“Well, if you know so much about me, why the hell are you pounding my face in?” Jason said.
“We need to be certain that you're not holding back. We need to be certain that you're telling us everything you know,” the voice growled.
Jason was having trouble remembering very much right now, so he decided to clarify things a little. “Tell you everything about what? If you keep rattling my brain around inside my skull, pretty soon, I'm going to forget my own name and start pissing my pants when I cough.”
A whisper of feet from behind him and a sharp open-handed slap to the back of his head was accompanied by, “Less of your funny yap-yap, taxi man.” Jason turned to explain how he felt about being slapped like that using very colorful language, but the figure had already disappeared back into the shadows of the room.
“Listen, guys, if you just tell me what you want to know, I'll be on my way, and you can get back to the terrorist clothing and minimalist lighting convention you're running here. How does that sound?”
He was sure he heard a snort of laughter from somewhere in the room. Then again, it might have been inside his own head. That happened sometimes.

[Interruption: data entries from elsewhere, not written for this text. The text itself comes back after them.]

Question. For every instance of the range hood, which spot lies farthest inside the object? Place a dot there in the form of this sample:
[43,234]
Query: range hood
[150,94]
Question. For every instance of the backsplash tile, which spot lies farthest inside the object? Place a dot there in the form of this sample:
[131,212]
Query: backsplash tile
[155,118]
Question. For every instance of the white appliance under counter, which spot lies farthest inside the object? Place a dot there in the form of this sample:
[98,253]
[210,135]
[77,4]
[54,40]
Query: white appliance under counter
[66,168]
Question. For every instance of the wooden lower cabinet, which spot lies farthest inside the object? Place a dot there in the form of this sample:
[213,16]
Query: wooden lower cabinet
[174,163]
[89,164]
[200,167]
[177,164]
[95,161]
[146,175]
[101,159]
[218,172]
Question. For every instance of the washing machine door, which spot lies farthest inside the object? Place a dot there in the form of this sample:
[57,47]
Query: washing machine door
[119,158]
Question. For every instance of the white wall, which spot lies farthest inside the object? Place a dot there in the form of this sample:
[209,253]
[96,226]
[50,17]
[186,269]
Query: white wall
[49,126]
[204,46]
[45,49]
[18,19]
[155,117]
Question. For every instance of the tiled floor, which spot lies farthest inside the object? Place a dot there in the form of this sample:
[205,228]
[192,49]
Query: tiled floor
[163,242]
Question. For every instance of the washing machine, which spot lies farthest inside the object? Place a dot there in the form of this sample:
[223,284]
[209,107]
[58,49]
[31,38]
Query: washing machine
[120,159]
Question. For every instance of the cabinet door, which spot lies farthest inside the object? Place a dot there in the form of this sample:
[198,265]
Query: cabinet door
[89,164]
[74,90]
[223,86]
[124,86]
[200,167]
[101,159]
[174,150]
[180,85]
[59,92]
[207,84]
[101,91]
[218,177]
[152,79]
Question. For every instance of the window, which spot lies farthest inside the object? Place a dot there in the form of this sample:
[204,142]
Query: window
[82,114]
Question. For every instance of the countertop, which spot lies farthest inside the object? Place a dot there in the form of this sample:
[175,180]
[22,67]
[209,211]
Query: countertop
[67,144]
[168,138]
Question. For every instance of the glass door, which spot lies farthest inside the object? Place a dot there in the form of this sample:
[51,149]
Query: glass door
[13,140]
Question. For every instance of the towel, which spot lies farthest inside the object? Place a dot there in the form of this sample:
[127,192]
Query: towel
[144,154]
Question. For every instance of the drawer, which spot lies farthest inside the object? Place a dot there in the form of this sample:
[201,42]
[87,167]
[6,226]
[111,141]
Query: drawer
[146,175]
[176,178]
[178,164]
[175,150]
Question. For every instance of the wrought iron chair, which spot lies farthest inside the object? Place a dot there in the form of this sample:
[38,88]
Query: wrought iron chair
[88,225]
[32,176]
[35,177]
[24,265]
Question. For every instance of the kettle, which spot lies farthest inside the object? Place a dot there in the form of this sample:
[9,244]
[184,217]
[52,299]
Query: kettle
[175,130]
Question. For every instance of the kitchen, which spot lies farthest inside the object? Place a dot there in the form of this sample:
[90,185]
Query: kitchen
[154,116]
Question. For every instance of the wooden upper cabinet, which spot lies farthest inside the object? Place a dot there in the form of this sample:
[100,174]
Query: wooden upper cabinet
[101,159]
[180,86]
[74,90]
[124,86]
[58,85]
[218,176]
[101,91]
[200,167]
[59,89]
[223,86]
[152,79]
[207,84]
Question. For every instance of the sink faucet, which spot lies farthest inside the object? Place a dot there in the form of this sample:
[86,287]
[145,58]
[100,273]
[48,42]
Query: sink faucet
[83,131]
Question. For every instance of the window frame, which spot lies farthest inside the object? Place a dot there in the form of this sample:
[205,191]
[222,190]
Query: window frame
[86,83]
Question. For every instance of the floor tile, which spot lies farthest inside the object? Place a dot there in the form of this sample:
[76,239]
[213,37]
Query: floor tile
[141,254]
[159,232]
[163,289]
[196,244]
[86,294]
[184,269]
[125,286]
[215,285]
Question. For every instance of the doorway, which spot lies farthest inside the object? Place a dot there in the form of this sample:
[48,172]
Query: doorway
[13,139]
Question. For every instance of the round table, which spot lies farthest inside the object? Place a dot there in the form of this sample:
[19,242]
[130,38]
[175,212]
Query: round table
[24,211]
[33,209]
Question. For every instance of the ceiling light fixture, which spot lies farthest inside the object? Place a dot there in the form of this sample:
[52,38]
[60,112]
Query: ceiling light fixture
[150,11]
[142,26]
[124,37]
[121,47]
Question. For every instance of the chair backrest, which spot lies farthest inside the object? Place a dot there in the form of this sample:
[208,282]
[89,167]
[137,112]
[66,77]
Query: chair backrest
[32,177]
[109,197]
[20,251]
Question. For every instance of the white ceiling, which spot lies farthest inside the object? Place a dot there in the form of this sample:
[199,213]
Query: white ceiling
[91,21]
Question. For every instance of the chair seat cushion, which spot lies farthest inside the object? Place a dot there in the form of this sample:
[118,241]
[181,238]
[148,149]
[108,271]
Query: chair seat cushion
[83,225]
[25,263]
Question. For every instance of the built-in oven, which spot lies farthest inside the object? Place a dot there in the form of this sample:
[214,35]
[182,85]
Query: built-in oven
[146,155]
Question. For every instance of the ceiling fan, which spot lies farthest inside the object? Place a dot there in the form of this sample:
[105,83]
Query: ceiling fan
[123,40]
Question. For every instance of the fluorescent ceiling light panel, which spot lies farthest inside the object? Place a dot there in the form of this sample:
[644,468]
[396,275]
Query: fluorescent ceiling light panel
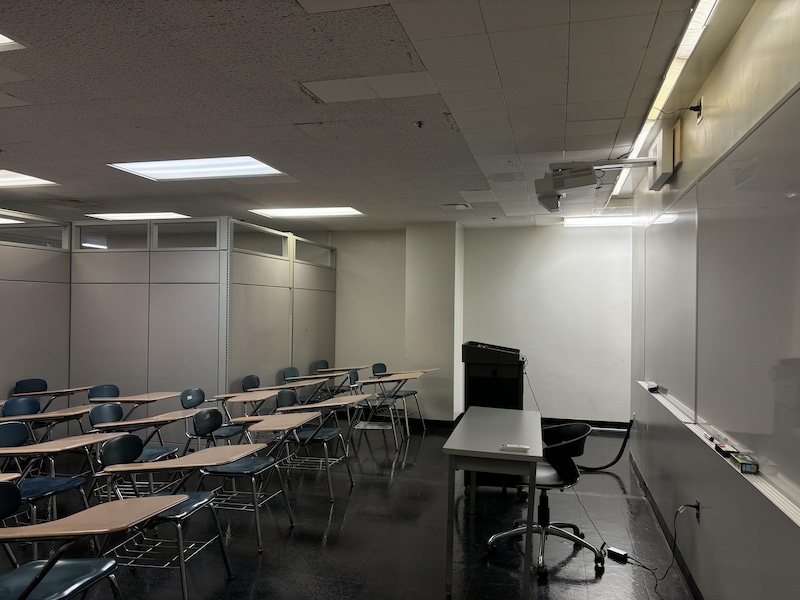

“Mr. Armstrong, if you want to walk out of this room in one piece, we want to know every single goddamned thing you know about William Heller,” the main voice said.
The words 'Oh shit, on shit, oh shit' flashed on and off like faulty neon signs inside Jason's mind.
First, the crazy old man, and his stories, and now, these guys.
This had not been a good month. No, sir. Not a good month at all, and it didn't look like it was going to improve any time soon.